Born in 1946, Twist grew up in Eden, New York, near Buffalo. In 1969, he received his bachelor’s of science degree in pharmacy from St. John’s University, where he met fellow pharmacy classmate, Angela, whom he married a year later.
He graduated in 1973 from the College of Osteopathic Medicine and Surgery in Des Moines and finished his residency in pediatrics at Good Samaritan Hospital in Cincinnati in 1976. He completed a fellowship in neonatology at Loyola University Medical Center in Maywood, Illinois, the following year.
His wife said he was recruited by the then Nassau Hospital in Mineola, where he soon opened its first neonatal intensive care unit. He remained at the hospital, renamed Winthrop in 1985, until his retirement in 2009.
Family members describe how many times over the years grateful parents would embrace and thank him for saving their child.
One time, his wife said, he bumped into a car on the Southern State Parkway. The driver, she said, emerged from the car, ready to let him have it. When she realized who he was, she cried, “Dr. Twist? You saved my baby’s life!”
Another time, she said, Twist was at his son’s football game and was hollering at the referee. “The ref stopped the game, walked all the way up steps of the bleachers and said, ‘Are you Dr. Twist? You saved my baby’s life,’ ” she said.
His brother, Joseph of Hunt Valley, Maryland, seven years younger, said he witnessed people coming up to his brother in the grocery store “saying ‘You saved my son’ or ‘You saved my daughter.’ ”
“Above all, he was a healer,” his brother said. “He was my best friend and a remarkable guy.”
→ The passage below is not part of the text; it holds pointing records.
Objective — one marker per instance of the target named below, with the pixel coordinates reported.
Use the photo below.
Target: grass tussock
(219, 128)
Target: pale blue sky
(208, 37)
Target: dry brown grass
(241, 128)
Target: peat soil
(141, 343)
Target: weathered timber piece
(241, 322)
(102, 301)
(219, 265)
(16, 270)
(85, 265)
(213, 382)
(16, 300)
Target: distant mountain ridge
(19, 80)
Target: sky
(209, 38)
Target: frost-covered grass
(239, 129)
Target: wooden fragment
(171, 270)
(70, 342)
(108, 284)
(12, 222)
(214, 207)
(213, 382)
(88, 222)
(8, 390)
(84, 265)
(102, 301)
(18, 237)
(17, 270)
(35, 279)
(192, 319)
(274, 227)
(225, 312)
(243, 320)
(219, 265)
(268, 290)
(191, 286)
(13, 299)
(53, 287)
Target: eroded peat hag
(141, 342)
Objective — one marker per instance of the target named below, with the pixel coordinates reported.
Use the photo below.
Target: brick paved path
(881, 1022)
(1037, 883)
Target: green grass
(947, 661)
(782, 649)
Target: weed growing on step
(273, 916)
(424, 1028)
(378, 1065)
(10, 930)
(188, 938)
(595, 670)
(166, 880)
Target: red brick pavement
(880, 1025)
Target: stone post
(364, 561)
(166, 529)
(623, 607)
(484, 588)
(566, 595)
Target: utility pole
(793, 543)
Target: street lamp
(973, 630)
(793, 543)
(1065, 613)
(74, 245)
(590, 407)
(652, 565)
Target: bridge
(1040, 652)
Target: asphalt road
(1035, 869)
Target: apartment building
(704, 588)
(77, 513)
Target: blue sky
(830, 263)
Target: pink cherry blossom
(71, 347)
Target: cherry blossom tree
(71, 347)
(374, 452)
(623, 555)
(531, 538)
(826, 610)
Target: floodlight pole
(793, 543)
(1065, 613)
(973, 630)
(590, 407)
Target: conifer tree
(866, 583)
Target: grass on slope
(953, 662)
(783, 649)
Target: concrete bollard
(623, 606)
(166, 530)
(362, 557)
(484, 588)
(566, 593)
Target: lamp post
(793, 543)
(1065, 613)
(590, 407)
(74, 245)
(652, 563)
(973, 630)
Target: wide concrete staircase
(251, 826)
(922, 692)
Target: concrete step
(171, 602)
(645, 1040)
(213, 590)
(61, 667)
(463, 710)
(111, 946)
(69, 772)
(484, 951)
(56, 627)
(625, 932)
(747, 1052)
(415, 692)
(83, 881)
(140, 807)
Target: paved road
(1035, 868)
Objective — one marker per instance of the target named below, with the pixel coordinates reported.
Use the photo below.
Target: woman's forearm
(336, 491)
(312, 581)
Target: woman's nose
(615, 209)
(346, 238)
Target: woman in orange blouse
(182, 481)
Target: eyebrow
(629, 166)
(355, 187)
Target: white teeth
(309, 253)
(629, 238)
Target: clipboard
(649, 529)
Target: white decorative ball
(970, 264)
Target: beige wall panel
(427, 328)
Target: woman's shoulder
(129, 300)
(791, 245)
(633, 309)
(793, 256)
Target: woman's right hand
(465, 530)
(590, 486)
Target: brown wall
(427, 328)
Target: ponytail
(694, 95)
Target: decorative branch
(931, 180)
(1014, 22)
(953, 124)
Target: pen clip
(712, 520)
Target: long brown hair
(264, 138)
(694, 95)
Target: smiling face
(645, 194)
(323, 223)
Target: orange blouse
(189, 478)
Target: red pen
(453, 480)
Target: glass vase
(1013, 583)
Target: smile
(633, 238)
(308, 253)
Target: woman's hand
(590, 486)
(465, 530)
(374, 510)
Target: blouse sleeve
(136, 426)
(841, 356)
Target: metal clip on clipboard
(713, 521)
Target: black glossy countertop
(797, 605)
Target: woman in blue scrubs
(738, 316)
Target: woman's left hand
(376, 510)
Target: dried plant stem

In addition to his wife and brother, Twist is survived by sons Patrick of Brooklyn, Michael of West Hartford, Connecticut, and Brendan, also of Brooklyn; sister Maureen Zagami of West Hartford; and four grandchildren.
A wake is to be held from 5 to 9 p.m. Friday at Bryant Funeral Home, 411 Old Town Rd. in East Setauket. A funeral service is to be held at 9:30 a.m. Saturday at St. Patrick’s Roman Catholic Church, 280 E. Main St. in Smithtown. Burial will take place this summer at Chautauqua Cemetery in upstate Chautauqua.
In lieu of flowers, the family asks that a donation be made to the charity of one’s choice.